Thursday, September 15, 2005

Walk the Line (James Mangold)

Walk the Line (James Mangold) 54 – I’ll start with the inevitable comparisons to Ray (which is inferior, despite it’s slightly higher rating) and keep this one nice and simple:

- Mangold is a much subtler director than Hackford, and even if both movies are pop crowd-pleasers, I’d have to give Walk the Line the edge. It’s first two and last two minutes are especially good.

- Ray was certainly a solidly acted movie, but Phoenix is easily more impressive as Johnny Cash than Foxx was as Charles. The lack of lip-syncing certainly makes a difference here, and the fact that Phoenix doesn’t have to fake blindness makes his performance feel like less of a stunt. By the time he was cutting his first record, I believed Phoenix completely in the role.

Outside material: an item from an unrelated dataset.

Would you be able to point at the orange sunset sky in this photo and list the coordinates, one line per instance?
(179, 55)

- Witherspoon is better still as June Carter Cash. Using every bit of her spunkiness, she gives an exceptionally good performance, given the script that she has to work with. I wouldn’t be surprised to find out that more of her screen time is spent singing than not (she and Phoenix share at least a half-dozen duets throughout the course of the story), and her voice is distinctly hers but completely believable as a country star’s.

- When Phoenix and Witherspoon get together, sparks fly. Oscar nominations for both are inevitable and probably deserved. The duo has what will likely be the best movie star chemistry of the year, and they create it despite playing characters that feel like normal folks first and celebrities second.

- That’s one of Walk the Line’s biggest problems. Perhaps trying too hard to make its stars feel like common people, it ends up relegating both the singers’ creative process and the factors that made Cash so musically significant to the sidelines

- Worse still are the biopic clichés that define Cash’s tendencies in pop psychology terms. His dead brother and bitter father are shortcuts to proper characterization no matter how based in fact they might be. When the third act crisis of Cash’s dug addiction takes center stage, and his inevitable recovery looms, there’s next to no dramatic tension because we’ve been there so many times before.

- Every single one of the musical sequences is a highlight. On this front, the movie is stellar.